He was a hero, and we didn’t know it. And I doubt he ever considered himself a hero – but isn’t humility a common trait among the truly heroic?
I didn’t know him well, but Warren Beamish and his wife Gladys were good friends with our family.
He loved horses and would perform with his horses and as a rodeo clown in communities around western Nebraska and the surrounding region. Warren grew up in Michigan during the Depression years of the ‘30s. It was there that he became acquainted with my uncle Alex Miller and decided to accompany Alex back to Chadron, Nebraska. He was a “hired hand” for my grandfather Bill Maiden, among other jobs he had over the years. In 1942, Warren married Gladys Warren.
In World War II, like so many other young men, he went into the Army and was shipped overseas. It was in July 1943, when – as part of the American invasion of Sicily – that “Sergeant” Beamish and one other soldier helped open up enemy beaches for an Allied assault.

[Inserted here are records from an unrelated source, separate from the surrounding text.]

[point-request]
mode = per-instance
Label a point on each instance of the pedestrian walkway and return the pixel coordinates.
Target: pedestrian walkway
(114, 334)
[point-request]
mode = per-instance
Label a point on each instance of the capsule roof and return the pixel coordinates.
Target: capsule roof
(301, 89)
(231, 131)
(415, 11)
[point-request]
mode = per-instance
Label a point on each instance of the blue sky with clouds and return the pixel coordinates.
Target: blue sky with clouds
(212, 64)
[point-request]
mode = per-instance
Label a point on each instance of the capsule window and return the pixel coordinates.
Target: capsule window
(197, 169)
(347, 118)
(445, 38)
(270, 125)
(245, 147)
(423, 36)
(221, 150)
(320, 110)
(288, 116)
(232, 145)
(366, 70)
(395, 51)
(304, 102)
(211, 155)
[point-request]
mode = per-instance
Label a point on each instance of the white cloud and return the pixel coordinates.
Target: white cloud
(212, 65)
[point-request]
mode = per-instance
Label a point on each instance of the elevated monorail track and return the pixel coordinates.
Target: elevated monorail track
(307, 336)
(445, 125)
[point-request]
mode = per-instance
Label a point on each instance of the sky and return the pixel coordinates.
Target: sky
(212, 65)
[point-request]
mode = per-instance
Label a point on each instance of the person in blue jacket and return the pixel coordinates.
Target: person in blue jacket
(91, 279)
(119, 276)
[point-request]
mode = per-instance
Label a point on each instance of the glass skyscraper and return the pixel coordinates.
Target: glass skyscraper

Official Army records indicate that “…on 10 July 1943…a few minutes after landing…Staff Sergeant Beamish, then a Sergeant and squad leader, volunteered to accompany an army officer and, under fire from enemy guns, succeeded in moving inland, assaulting a gun position and pill box which was being manned by six Italian soldiers.”
After opening up a landing site, they then proceeded up the beach, capturing another 25 Italian soldiers manning 20 millimeter and 50 caliber guns. Their actions opened the beach for 500 yards, allowing a successful assault – the largest such amphibious assault of its kind up to that time of the war.
For his “extraordinary heroism” during this major Allied invasion, Staff Sergeant Warren W. Beamish was awarded the Distinguished Service Cross, the highest combat medal awarded by the United States military – second only to the Medal of Honor. Read the text of the award.
Who knew? Like so many of his era, Warren came home from the war and – according to his wife Gladys – never talked about his war-time exploits. He merely got on with his life in Chadron, Nebraska. He and Gladys raised two children, Bill and Bonnie.
Warren "Slim" Beamish died on July 21, 1998. He was 80 years old. We've compiled a few photos to help tell this story.
It was Warren Beamish and others like him who won that war. Winning for us a way of life that most of the rest of the world can only dream of enjoying. It is right that we should honor him and others who've fought for our country.
Thanks, Slim. Belatedly, but with much admiration.